From: Berhane Habtemariam (Berhane.Habtemariam@gmx.de)
Date: Fri Nov 28 2008 - 09:02:07 EST
Ethiopia to pull troops out of Somalia this year
Fri 28 Nov 2008, 11:29 GMT
(Adds ship's release)
By Tsegaye Tadesse
ADDIS ABABA, Nov 28 (Reuters) - Ethiopia said on Friday it would withdraw its troops from Somalia by the end of this year, piling pressure on Somalia's feuding government and African nations that had promised to send peacekeepers.
Addis Ababa has sent thousands of soldiers to support Somalia's Western-backed interim administration, whose divisions have hindered its battle against Islamist militants waging an Iraq-style insurgency.
President Abdullahi Yusuf's government wants a fully-fledged United Nations peacekeeping force to replace a small African Union (AU) mission that has been unable to stem the violence.
"The Ethiopians are at the end of their tether because of the squabbling in the interim government, which they have backed at such enormous human and financial cost," Rashid Abdi, Somalia expert at the International Crisis Group, told Reuters.
He said Ethiopia also was angry at the West, which gave it tacit approval to deploy there, but then let it shoulder the burden of trying to stabilise Somalia, while also criticising human rights abuses by its soldiers there.
"I think they'll decide to pull out their forces, seal the border, then make the kind of incursions they made in the past to ensure the (Islamist rebels) do not become a serious threat."
A spokesman for Ethiopia's Foreign Ministry told Reuters that Addis Ababa had informed U.N. Secretary-General Ban Ki-moon and Jean Ping, chairman of the AU Commission, by letter on Tuesday of its decision to withdraw its military forces.
Fighting in Somalia has killed 10,000 civilians since early 2007, driven more than a million from their homes and left more than 3 million Somalis in need of emergency food aid.
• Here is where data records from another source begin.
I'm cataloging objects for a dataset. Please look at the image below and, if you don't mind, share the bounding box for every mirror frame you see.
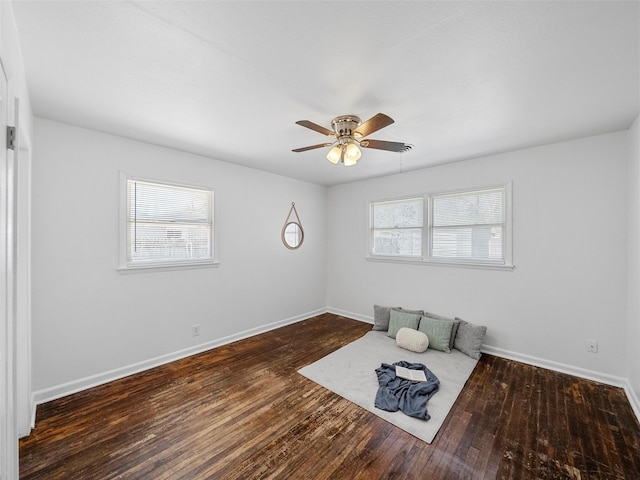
[282,221,304,250]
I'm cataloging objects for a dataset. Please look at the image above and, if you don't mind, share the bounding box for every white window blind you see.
[430,188,505,263]
[126,179,213,265]
[371,197,423,257]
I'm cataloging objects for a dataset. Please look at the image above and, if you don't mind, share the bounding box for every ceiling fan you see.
[292,113,412,166]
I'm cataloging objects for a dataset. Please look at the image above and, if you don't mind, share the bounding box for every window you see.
[371,197,423,257]
[429,187,506,264]
[122,178,214,269]
[369,184,512,269]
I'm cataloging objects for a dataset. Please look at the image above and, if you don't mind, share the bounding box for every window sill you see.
[366,256,514,271]
[117,260,220,274]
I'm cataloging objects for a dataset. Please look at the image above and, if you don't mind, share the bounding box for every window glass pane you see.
[432,226,503,260]
[371,197,423,257]
[127,223,212,262]
[127,180,213,264]
[431,188,505,263]
[369,187,509,265]
[372,228,422,256]
[433,189,503,226]
[373,198,423,228]
[128,181,211,224]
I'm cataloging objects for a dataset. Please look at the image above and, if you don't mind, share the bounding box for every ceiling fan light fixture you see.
[343,155,358,167]
[326,145,342,164]
[344,142,361,166]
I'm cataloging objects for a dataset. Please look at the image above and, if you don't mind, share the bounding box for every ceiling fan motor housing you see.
[331,115,362,138]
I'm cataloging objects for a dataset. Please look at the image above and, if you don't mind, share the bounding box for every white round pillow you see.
[396,327,429,353]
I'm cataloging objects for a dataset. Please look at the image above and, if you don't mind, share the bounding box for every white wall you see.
[31,118,327,400]
[327,132,629,382]
[28,116,640,414]
[628,115,640,407]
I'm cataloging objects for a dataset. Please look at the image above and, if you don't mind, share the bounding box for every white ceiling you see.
[11,1,640,186]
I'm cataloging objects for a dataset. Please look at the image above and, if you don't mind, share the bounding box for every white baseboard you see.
[33,308,326,406]
[31,393,37,428]
[623,381,640,423]
[326,307,373,325]
[480,344,629,387]
[482,344,640,424]
[18,393,38,438]
[17,394,37,439]
[31,307,640,426]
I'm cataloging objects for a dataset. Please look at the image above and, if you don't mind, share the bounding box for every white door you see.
[0,58,18,480]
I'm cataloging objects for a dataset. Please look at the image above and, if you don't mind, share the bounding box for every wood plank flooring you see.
[19,313,640,479]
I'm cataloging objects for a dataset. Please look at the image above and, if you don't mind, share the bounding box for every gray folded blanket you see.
[374,361,440,420]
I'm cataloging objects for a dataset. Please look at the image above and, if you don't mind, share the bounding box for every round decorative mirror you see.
[282,221,304,249]
[282,202,304,250]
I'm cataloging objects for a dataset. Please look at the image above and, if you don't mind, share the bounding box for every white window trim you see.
[117,172,220,272]
[366,183,514,270]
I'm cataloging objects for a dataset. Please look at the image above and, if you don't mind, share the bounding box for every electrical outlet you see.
[586,339,598,353]
[192,324,200,337]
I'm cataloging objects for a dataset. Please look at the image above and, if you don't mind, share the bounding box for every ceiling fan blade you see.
[354,113,395,138]
[360,139,412,153]
[295,120,336,137]
[292,142,334,153]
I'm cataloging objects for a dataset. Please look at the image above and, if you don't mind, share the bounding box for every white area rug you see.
[298,330,478,443]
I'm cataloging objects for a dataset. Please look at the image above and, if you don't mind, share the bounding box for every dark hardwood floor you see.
[19,313,640,479]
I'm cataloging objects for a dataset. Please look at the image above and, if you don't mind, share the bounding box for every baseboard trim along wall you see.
[480,344,628,387]
[482,344,640,424]
[330,307,640,423]
[17,395,37,439]
[623,381,640,423]
[31,307,640,426]
[327,307,373,325]
[33,308,327,406]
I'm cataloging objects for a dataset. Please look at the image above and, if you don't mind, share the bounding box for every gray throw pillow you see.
[418,316,454,353]
[424,311,460,350]
[387,310,421,338]
[372,305,424,331]
[454,317,487,360]
[372,305,399,331]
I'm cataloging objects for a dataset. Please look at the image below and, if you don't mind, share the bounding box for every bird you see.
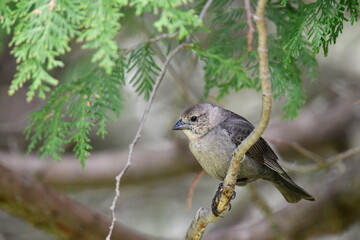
[172,103,315,208]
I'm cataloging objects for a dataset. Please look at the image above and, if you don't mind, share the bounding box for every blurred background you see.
[0,9,360,240]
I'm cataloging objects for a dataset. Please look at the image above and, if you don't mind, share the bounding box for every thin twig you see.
[186,170,205,211]
[199,0,213,20]
[327,145,360,165]
[121,33,178,56]
[283,145,360,174]
[148,36,198,105]
[221,0,271,215]
[185,0,271,238]
[268,138,325,165]
[244,0,255,51]
[106,1,213,238]
[106,42,193,240]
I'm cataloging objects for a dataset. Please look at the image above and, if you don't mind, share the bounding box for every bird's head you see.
[172,103,225,140]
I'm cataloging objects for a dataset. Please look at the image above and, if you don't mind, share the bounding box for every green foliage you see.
[280,0,360,57]
[1,0,358,164]
[8,0,82,101]
[197,0,357,118]
[2,0,199,102]
[127,44,161,100]
[0,0,15,33]
[77,0,127,74]
[196,3,258,100]
[154,8,202,39]
[266,1,319,118]
[25,57,126,167]
[132,0,201,39]
[194,46,258,99]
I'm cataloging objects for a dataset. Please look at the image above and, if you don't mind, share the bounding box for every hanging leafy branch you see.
[25,57,126,167]
[197,0,357,118]
[77,0,126,74]
[133,0,201,37]
[1,0,358,164]
[8,0,82,101]
[127,44,161,100]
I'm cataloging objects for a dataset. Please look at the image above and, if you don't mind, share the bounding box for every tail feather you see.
[270,174,315,203]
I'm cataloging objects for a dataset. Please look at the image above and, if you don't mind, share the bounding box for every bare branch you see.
[185,0,271,238]
[244,0,255,51]
[199,0,213,21]
[106,42,193,240]
[0,162,147,240]
[207,157,360,240]
[327,145,360,165]
[268,138,325,165]
[186,170,205,211]
[221,0,272,215]
[106,0,215,237]
[282,145,360,174]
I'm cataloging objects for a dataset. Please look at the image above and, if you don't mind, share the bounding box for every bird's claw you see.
[211,183,236,217]
[211,183,223,217]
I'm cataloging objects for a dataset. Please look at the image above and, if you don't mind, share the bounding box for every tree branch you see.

The Islamists, some of whom the United States accuses of having links to al Qaeda, control most of the south of the country and have been slowly advancing on the capital Mogadishu.
Ethiopian Prime Minister Meles Zenawi repeatedly has expressed his frustration at the failure of Somali government leaders to reconcile with each other, and with moderate members of the opposition, and this week he raised the stakes a notch.
Ethiopian troops have clashed frequently with the rebels, who control most of the south and launch near-daily attacks on government forces and AU peacekeepers in the capital Mogadishu.
Nearly two decades of chaos in the poor Horn of Africa country has created a breeding ground for kidnappings, banditry and rampant piracy in the busy shipping lanes offshore.
In the latest attack at sea, a regional maritime group said a Liberian-flagged chemical tanker, the Biscaglia, was hijacked in the Gulf of Aden early on Friday.
Andrew Mwangura, coordinator of the Mombasa-based East African Seafarers' Assistance Programme, said it had 30 crew on board -- 25 Indians, three Britons and two Bangladeshis.
"I understand some of the crew managed to escape but I have no confirmation of that," he told Reuters, adding that the ship was managed by Singapore-based Ishima Pte Ltd.
Somali pirates on Nov. 15 seized a Saudi supertanker, the biggest ship ever hijacked. They are still holding it.
Hijackers also released a Greek ship, the MV Centauri, Mwangura said. The vessel with 26 Filipino crew was headed for Mombasa, Kenya, where it was expected to offload 17,000 tonnes of salt mid-September.